For Parker’s introduction, she brought her husband, Matthew Broderick, who remembered the first time he met her, as she was wearing “boots, an orange puffer coat, and long textured underwear” to go see a movie. But what really captivated him about Parker was her work on screen. “I think because she makes it look so effortless, it is easy to forget it takes real chops to unleash what a surprising and unpredictable and zany about yourself and infuse it into your work,” Broderick shared. “To make Sarah Jessica laugh, which he does easily and with abandon, is to see and hear one of the great delights of the world. This I know firsthand having on occasion been the recipient of that joyful noise.” Later on, Colman Domingo led a toast in honor of Parker and Burnett for their “humor, elegance, nerve, and grace.”
It wouldn’t be a SJP honor without one of the ladies from Sex and the City. Kristin Davis tearfully remembered their first meeting with “her warm attention, her gentle caretaking, and inquisitiveness” as she honored the show’s theme of “chosen family” and how the two have remained close friends.
Once Parker took the stage to accept the award, she gave credit to Burnett for her parents getting together, as they met auditioning for a local production of Once Upon a Mattress, and for fostering her love of acting. “30 years later, I would not have had the daunting privilege of playing Princess Winnifred and Broadway’s first revival, where Carol came as audience and was, as expected, gracious, generous, and oh so loving,” Parker gushed. “Carol was a northstar.”

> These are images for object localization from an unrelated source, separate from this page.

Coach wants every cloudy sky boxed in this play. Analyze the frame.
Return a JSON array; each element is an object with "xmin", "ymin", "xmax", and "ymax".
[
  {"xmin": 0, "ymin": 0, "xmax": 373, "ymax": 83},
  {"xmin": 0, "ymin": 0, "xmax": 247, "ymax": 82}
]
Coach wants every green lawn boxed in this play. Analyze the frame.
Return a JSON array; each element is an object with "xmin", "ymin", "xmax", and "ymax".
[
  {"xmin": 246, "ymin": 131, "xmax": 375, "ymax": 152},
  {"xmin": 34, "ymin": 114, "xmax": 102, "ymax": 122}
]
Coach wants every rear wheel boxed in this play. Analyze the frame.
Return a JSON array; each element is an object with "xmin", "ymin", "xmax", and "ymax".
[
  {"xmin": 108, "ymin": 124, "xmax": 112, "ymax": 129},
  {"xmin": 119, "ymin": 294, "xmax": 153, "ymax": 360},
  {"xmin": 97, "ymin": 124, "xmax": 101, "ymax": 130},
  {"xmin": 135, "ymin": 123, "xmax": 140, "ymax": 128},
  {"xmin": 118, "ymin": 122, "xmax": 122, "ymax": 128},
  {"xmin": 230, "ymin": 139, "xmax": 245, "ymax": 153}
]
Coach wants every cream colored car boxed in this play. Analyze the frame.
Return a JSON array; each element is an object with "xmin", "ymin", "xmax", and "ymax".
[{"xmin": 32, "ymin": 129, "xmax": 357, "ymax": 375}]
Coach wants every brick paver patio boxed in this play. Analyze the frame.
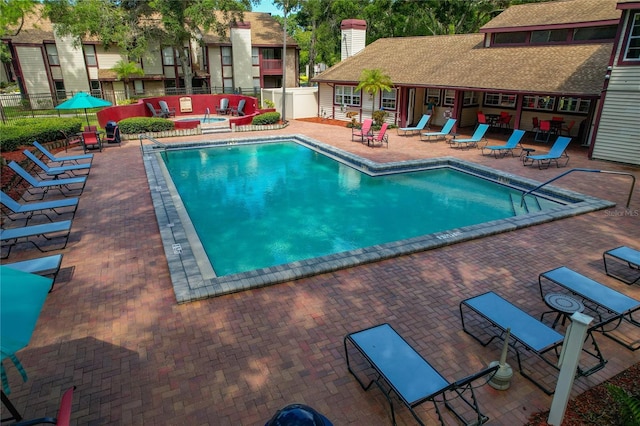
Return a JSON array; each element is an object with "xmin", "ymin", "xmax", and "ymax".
[{"xmin": 3, "ymin": 120, "xmax": 639, "ymax": 425}]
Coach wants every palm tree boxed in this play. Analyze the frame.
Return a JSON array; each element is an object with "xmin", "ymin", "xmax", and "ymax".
[
  {"xmin": 111, "ymin": 60, "xmax": 144, "ymax": 100},
  {"xmin": 355, "ymin": 68, "xmax": 392, "ymax": 123}
]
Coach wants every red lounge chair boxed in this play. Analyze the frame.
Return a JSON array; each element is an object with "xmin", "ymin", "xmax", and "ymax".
[
  {"xmin": 366, "ymin": 122, "xmax": 389, "ymax": 148},
  {"xmin": 351, "ymin": 118, "xmax": 373, "ymax": 142}
]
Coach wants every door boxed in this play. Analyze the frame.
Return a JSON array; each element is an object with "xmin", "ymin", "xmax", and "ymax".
[{"xmin": 407, "ymin": 88, "xmax": 415, "ymax": 126}]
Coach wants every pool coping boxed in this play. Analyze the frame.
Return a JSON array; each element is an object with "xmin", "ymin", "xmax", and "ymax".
[{"xmin": 141, "ymin": 134, "xmax": 616, "ymax": 303}]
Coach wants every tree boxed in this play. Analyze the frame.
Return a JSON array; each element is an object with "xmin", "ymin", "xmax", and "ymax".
[
  {"xmin": 111, "ymin": 60, "xmax": 145, "ymax": 100},
  {"xmin": 43, "ymin": 0, "xmax": 257, "ymax": 95},
  {"xmin": 0, "ymin": 0, "xmax": 37, "ymax": 63},
  {"xmin": 355, "ymin": 68, "xmax": 392, "ymax": 120}
]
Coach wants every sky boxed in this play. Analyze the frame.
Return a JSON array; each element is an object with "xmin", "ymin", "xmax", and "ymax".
[{"xmin": 252, "ymin": 0, "xmax": 283, "ymax": 16}]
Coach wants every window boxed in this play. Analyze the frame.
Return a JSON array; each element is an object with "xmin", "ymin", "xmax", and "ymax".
[
  {"xmin": 54, "ymin": 81, "xmax": 65, "ymax": 100},
  {"xmin": 45, "ymin": 44, "xmax": 59, "ymax": 66},
  {"xmin": 463, "ymin": 91, "xmax": 478, "ymax": 106},
  {"xmin": 531, "ymin": 29, "xmax": 568, "ymax": 43},
  {"xmin": 221, "ymin": 46, "xmax": 232, "ymax": 66},
  {"xmin": 624, "ymin": 13, "xmax": 640, "ymax": 61},
  {"xmin": 253, "ymin": 77, "xmax": 261, "ymax": 88},
  {"xmin": 523, "ymin": 95, "xmax": 556, "ymax": 111},
  {"xmin": 443, "ymin": 89, "xmax": 455, "ymax": 106},
  {"xmin": 381, "ymin": 89, "xmax": 397, "ymax": 110},
  {"xmin": 162, "ymin": 47, "xmax": 175, "ymax": 66},
  {"xmin": 223, "ymin": 78, "xmax": 234, "ymax": 93},
  {"xmin": 252, "ymin": 47, "xmax": 259, "ymax": 66},
  {"xmin": 89, "ymin": 80, "xmax": 101, "ymax": 96},
  {"xmin": 83, "ymin": 45, "xmax": 97, "ymax": 66},
  {"xmin": 134, "ymin": 80, "xmax": 144, "ymax": 95},
  {"xmin": 335, "ymin": 85, "xmax": 361, "ymax": 106},
  {"xmin": 557, "ymin": 97, "xmax": 591, "ymax": 113},
  {"xmin": 493, "ymin": 31, "xmax": 528, "ymax": 45},
  {"xmin": 484, "ymin": 93, "xmax": 516, "ymax": 108},
  {"xmin": 262, "ymin": 48, "xmax": 282, "ymax": 60},
  {"xmin": 424, "ymin": 89, "xmax": 440, "ymax": 106},
  {"xmin": 573, "ymin": 25, "xmax": 617, "ymax": 41}
]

Helen Mirren is a bad ass, per Harrison Ford
For Dame Helen Mirren’s Cecil B. DeMille award, her on-screen husband, Harrison Ford, says the word that comes to his mind when thinking of Mirren isn’t dame, it’s “badass.” “And when she goes full badass, it is awesome to watch,” he adds. Viola Davis was next up to say a few words for the honoree. “Dame Helen Mirren, you always find a way in. Stealthily, fearlessly, quietly, boldly, with grace, seemingly with ease, and suddenly we witness with who we came to observe and we are astonished at how like us they are,” Davis beautifully shared. “Helen, you are an alchemist to the highest degree. Your artistry reminds us that no queen, prime minister, sleuth, writer, philosopher can escape the beautiful position of being human. Without wonder and insight, acting becomes a trade.”
As Mirren began her speech, she spoke of the honor of having “two large balls,” referring to the Globes statue, and how it felt accepting an award for her life’s work. She shared, “The DeMille Award was described to me as a career recognition, but I prefer to think of it as a life lived, a life survived, a life enjoyed, a life sweated and a life carried on, hopefully. And given that hope, I prefer to think of this as an ongoing reflection of my career, rather than a eulogy; I’m not writing my own eulogy. Although I have to say, if this were my memorial, looking out at this audience, I’m absolutely thrilled who showed up for me, and I am making a list of the no-show.”